At Unigestion, we integrate ESG criteria into our equity strategies at various stages of the investment process.

To provide two examples from 2018, we can zoom into some stocks we excluded from our portfolios on the basis of governance concerns. One such case is Danske Bank, where a less favourable fundamental outlook and growing concerns around the company’s involvement in money laundering activities in Estonia led us to sell our holdings from all of our portfolios in January 2018. Since then, further evidence has emerged against the company, and the launch of a US criminal inquiry into the breaching of US sanctions has resulted in a number of ongoing investigations against the company. Since 2007, the company is suspected of having laundered approximately USD 225 billion. The stock significantly derated through 2018, losing half of its value on the back of the threat of a heavy fine from the US Department of Justice. This provides a good example of the added value that our focus on governance and ESG risk controls can bring to our portfolios.

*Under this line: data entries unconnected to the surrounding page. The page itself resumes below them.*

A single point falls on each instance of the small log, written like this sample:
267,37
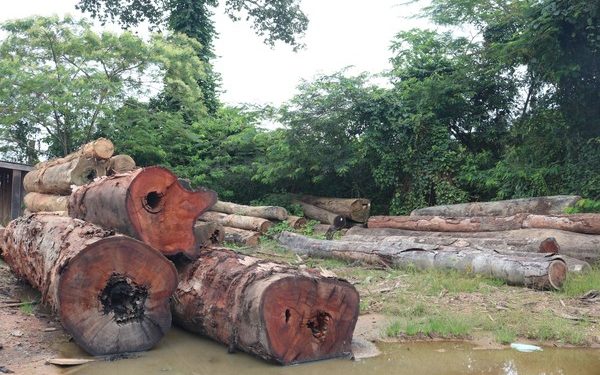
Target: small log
356,209
242,237
101,149
323,216
266,309
238,221
36,202
208,234
538,271
553,205
579,223
585,247
148,204
110,291
265,212
57,178
120,164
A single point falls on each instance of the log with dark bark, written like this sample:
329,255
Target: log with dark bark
579,223
208,233
242,237
269,310
539,271
296,222
256,224
57,178
585,247
553,205
356,209
110,291
120,164
148,204
265,212
321,215
38,202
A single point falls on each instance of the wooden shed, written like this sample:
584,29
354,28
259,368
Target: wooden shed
11,190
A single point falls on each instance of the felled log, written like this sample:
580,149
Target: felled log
36,202
585,247
553,205
539,271
208,233
101,149
110,291
57,178
356,209
241,236
296,222
265,212
321,215
256,224
120,164
580,223
147,204
267,309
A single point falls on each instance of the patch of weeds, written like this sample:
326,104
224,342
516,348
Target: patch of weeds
580,283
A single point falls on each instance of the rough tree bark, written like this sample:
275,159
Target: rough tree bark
553,205
580,223
585,247
38,202
321,215
242,237
120,164
256,224
208,233
356,209
59,177
110,291
147,204
539,271
269,310
265,212
296,222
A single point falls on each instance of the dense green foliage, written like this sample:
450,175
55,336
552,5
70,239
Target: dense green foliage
511,112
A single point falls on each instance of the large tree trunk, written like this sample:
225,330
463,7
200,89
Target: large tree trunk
120,164
540,271
265,212
580,223
256,224
57,178
110,291
37,202
585,247
356,209
242,237
554,205
148,204
321,215
208,233
269,310
296,222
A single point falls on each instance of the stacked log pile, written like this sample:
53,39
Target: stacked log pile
108,268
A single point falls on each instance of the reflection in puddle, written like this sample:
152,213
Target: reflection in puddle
183,353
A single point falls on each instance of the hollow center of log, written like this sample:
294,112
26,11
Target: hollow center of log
124,298
153,202
318,324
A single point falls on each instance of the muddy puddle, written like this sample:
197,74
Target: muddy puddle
183,353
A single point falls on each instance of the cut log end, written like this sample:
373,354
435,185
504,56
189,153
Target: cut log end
307,321
114,296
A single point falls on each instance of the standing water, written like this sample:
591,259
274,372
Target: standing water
183,353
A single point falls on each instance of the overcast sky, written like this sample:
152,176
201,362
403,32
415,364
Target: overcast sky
340,33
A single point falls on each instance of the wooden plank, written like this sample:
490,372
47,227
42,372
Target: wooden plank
16,197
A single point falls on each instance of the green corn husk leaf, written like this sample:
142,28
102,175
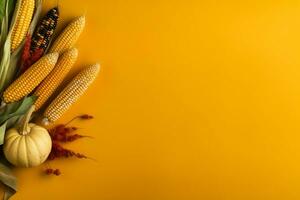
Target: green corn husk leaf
9,62
10,114
10,7
18,108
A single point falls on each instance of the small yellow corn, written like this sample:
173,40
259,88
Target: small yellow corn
22,22
71,93
69,36
30,79
56,77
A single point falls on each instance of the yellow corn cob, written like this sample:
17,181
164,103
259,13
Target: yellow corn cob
69,36
22,22
71,93
30,79
55,78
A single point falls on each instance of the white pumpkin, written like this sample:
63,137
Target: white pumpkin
27,146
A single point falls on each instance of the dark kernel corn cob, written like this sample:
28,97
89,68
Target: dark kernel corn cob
44,31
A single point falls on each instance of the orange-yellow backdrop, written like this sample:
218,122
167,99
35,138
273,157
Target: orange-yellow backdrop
196,100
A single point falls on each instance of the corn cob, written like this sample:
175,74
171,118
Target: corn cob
28,81
71,93
22,22
69,36
44,31
55,78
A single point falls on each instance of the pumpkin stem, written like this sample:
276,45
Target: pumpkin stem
24,128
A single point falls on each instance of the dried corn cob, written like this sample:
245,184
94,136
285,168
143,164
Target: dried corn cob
71,93
28,81
22,23
69,36
55,78
44,31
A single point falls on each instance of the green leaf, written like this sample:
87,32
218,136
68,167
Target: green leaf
8,179
16,109
2,132
2,9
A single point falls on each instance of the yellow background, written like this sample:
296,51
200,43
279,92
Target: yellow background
196,100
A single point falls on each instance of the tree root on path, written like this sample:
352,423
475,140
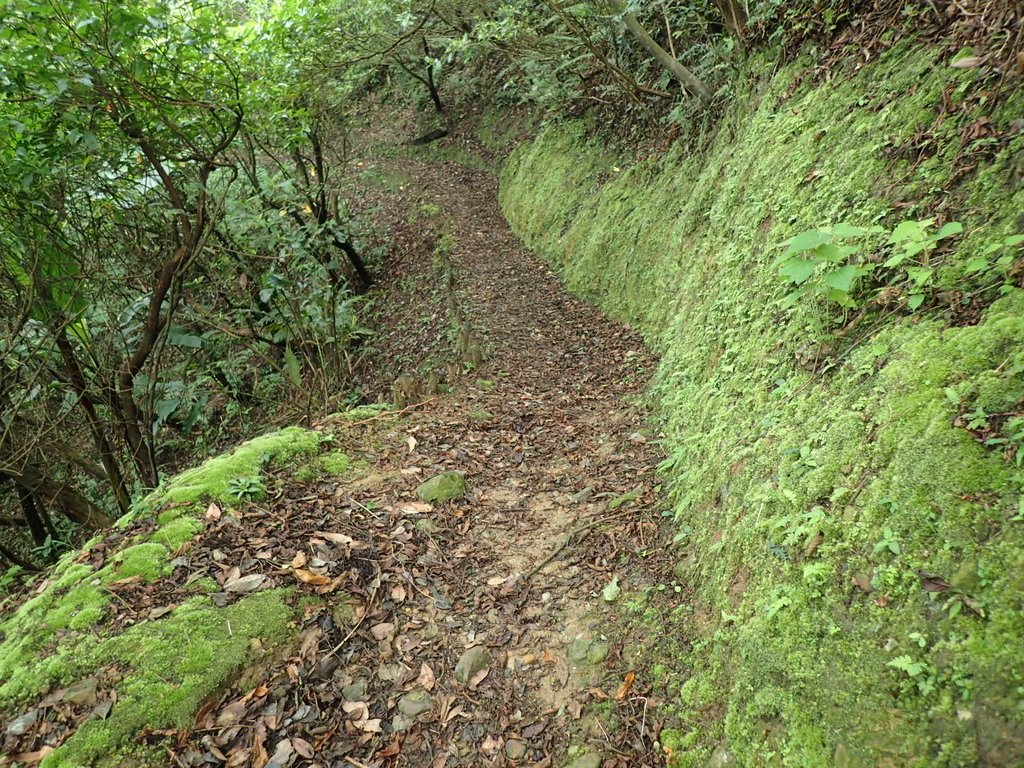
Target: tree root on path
565,542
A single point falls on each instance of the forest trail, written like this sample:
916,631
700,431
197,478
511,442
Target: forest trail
482,630
559,465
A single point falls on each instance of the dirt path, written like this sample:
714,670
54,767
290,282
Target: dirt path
559,465
470,632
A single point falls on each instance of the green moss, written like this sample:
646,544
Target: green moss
212,478
176,532
336,463
360,413
147,561
176,665
765,457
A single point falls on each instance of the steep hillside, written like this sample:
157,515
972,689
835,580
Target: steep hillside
846,481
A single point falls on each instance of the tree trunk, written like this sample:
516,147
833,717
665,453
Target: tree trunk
15,559
690,81
107,456
431,86
32,517
734,16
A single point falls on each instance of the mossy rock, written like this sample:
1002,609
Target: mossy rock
443,487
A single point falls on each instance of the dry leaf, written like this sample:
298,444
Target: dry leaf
31,758
478,678
333,586
239,758
426,678
303,748
335,538
246,584
416,508
232,713
307,577
968,62
156,613
624,689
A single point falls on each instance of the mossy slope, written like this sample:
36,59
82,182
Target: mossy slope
161,671
815,507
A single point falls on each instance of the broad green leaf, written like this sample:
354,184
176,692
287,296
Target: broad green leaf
848,230
842,279
798,270
178,338
920,274
806,241
292,367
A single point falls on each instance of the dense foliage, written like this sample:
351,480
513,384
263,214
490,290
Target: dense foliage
175,262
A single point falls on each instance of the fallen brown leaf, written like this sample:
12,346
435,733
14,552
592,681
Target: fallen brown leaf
624,689
307,577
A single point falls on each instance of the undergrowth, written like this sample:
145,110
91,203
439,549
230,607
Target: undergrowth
844,473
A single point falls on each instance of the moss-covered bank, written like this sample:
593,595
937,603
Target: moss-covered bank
159,671
857,553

However, not all decisions on ESG are necessarily positive contributors to performance. As an example, in 2018 we sold our holding in PKN Orlen SA, Poland’s biggest fuel refiner, again based on governance concerns. On 5 February 2018, following a meeting of the company’s Supervisory Board, it was announced that three senior members of the company’s management board were being dismissed with immediate effect, including the CEO, Deputy CEO and CIO. At the same time, the board announced the appointment of Daniel Obajtek to the post of President of the Management Board. The news was a surprise and it indicated the company’s potential move into nuclear power generation. It also raised concerns over the company being used to subsidise a nuclear power plant project. More critically, the news put into question the independence of such state controlled companies from government intervention. In addition, there were claims that the new CEO may have embezzled funds when he worked at window producer Elektropast. Orlen have defended their choice of CEO, noting that prosecutors had discontinued their investigations into the embezzlement of funds and there have been no binding court rulings against Daniel Obajtek in the matter.

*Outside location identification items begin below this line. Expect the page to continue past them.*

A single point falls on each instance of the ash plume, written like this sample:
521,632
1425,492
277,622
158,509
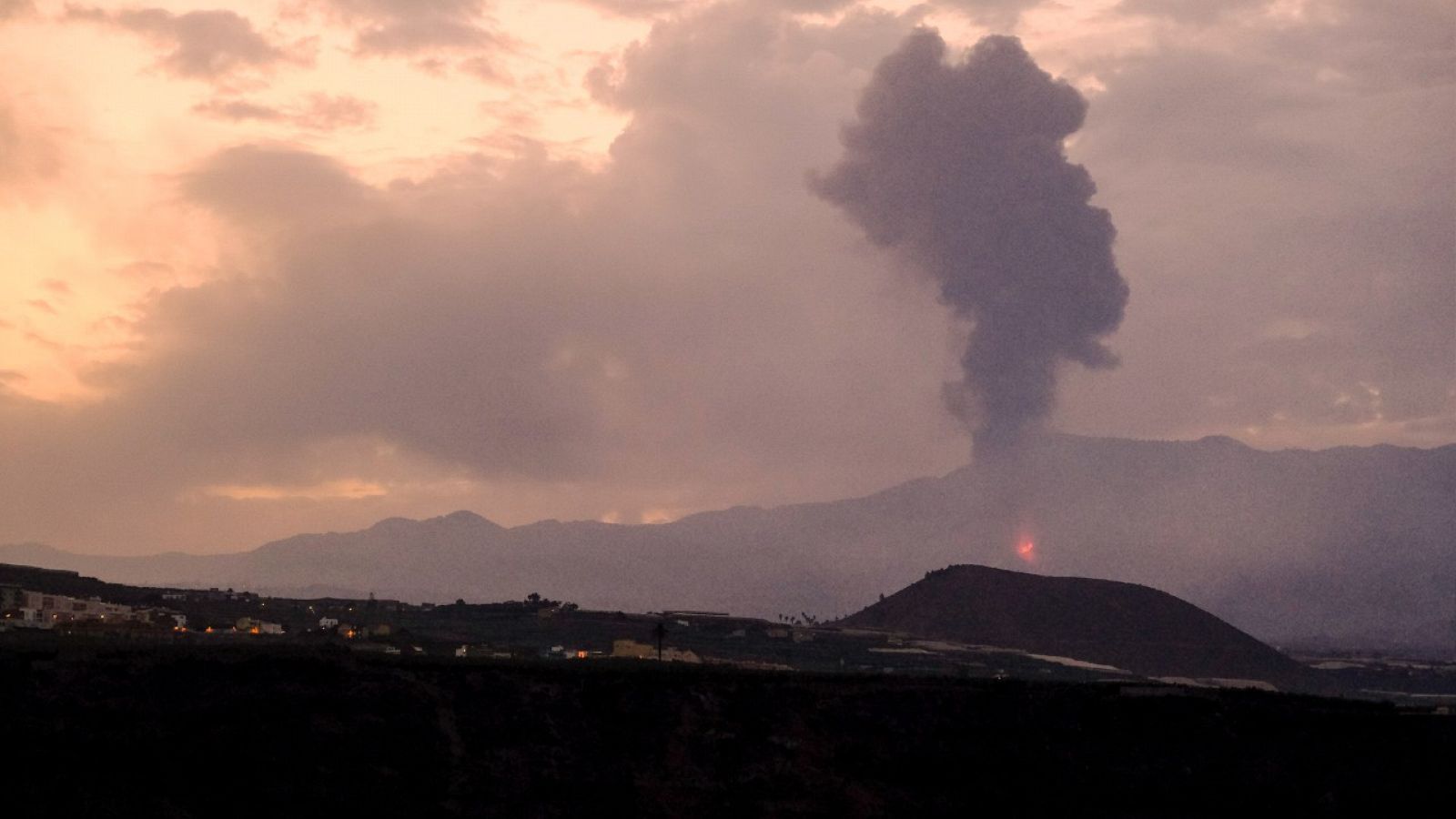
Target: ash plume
961,167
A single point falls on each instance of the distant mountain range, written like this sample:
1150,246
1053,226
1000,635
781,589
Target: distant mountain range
1118,624
1344,547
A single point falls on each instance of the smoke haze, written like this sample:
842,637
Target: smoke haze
961,167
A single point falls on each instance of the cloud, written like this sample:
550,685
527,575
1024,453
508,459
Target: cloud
317,113
417,28
261,186
1288,174
1001,15
16,9
635,7
204,46
961,167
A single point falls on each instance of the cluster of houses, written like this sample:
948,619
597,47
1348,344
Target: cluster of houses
22,608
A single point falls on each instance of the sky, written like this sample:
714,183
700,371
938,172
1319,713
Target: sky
298,266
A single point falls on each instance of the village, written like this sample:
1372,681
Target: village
63,605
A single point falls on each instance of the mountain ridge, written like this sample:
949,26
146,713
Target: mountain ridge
1351,544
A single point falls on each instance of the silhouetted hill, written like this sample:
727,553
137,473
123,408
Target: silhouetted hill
1120,624
247,732
1353,545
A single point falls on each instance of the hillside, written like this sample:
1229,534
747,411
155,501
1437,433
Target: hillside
1350,547
1120,624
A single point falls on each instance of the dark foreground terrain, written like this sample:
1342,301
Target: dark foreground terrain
290,731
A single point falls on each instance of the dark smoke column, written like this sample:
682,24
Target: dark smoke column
961,167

In light of these developments, we reviewed our holding in the stock and decided to sell, given our growing concerns over the governance of the company and the likelihood that the government’s influence over the company could continue to grow. This would lead to governance driven more by government (populist) interests rather than those of minority shareholders. Our decision to divest highlights the importance of maintaining a broad view of ESG risk. Despite all this, the stock outperformed the MSCI Emerging Markets index over 2018. However, we continue to maintain our restriction given the company’s unattractive risk profile.

Conclusion

In our opinion, the investment landscape going forward will be characterised by continued bouts of volatility and calls for a more cautious investment approach. Thanks to continued weakness in the global economy, the risk/reward of pro-growth assets has been significantly reduced and selectivity will be key. In such an environment, asset allocation will be challenging and require dynamic risk management. Against such a backdrop, our risk-managed approach to equity investing can deliver a number of benefits for investors:

The investment landscape going forward will be characterised by continued bouts of volatility and calls for a more cautious investment approach

  • A risk focus: focusing on risk rather than expected returns enables us to capitalise on downside protection in difficult markets to generate long-term outperformance
  • Discretionary portfolio assessment: focusing on valuation, fundamental risk control, corporate governance and any qualitative risks associated with potential portfolio stocks
  • Avoidance of behavioural biases: our investment process objectively favours lower-volatility and uncorrelated stocks, while avoiding overvalued success stories
  • Performance asymmetry: by concentrating risk reduction on unrewarded risks, we reduce the negative tail of return distribution while creating a positive skew
  • Downside protection: we focus on reducing the risk of loss and ensuring optimal diversification by using a range of different risk models and through discretionary scrutiny of candidate stocks

Unigestion’s Risk-Managed Equity Strategies

Our core risk-managed equity strategy is available across a number of geographic regions/markets:

  • Global
  • Europe
  • Emerging markets
  • US
  • Japan
  • Switzerland
  • Pacific

The objective of these long-only strategies is to outperform the respective benchmark over a full market cycle by 3% per annum, while reducing volatility by 30%. Given our focus on reducing the risk of absolute losses independently of tracking error, our equity strategies can be used to gain standalone equity exposures or as building blocks that can complement an investor’s existing portfolio. They are ideally suited to investors dealing with liability management, risk-budget, capital preservation or absolute return objectives.

 

Performance of the Unigestion Risk-Managed Equity Strategies

        12-month performance       5-year performance (p.a.)
As of 31.12.2018 Strategy Benchmark Strategy Benchmark
Unigestion Composite Equity Global All Country (USD) -10.1% -9.4% 4.1% 4.3%
Unigestion Composite Equity Europe (EUR) -6.7% -10.6% 5.0% 3.4%
Unigestion Composite Equity Emerging Markets (USD) -7.3% -14.6% 0.9% 1.7%
Unigestion Composite Equity US (USD) -4.7% -5.1% 6.3% 7.7%
Unigestion Composite Equity Japan (JPY) -15.1% -15.2% 6.2% 4.0%

Source: Unigestion, Bloomberg. Data as at 31.12.2018.

 

Performance is expressed net of fees. Past performance is not an indication of future performance. The returns cannot be guaranteed and there is a possibility that you will not get back your initial investment.

Appendix

Unigestion – Equity Global All Country (USD)
31 January 2008 to 31 December 2018

 

Unigestion –Equity Global All Country (USD)31 January 2008 to 31 December 2018

 

1: This year is incomplete, it starts in January.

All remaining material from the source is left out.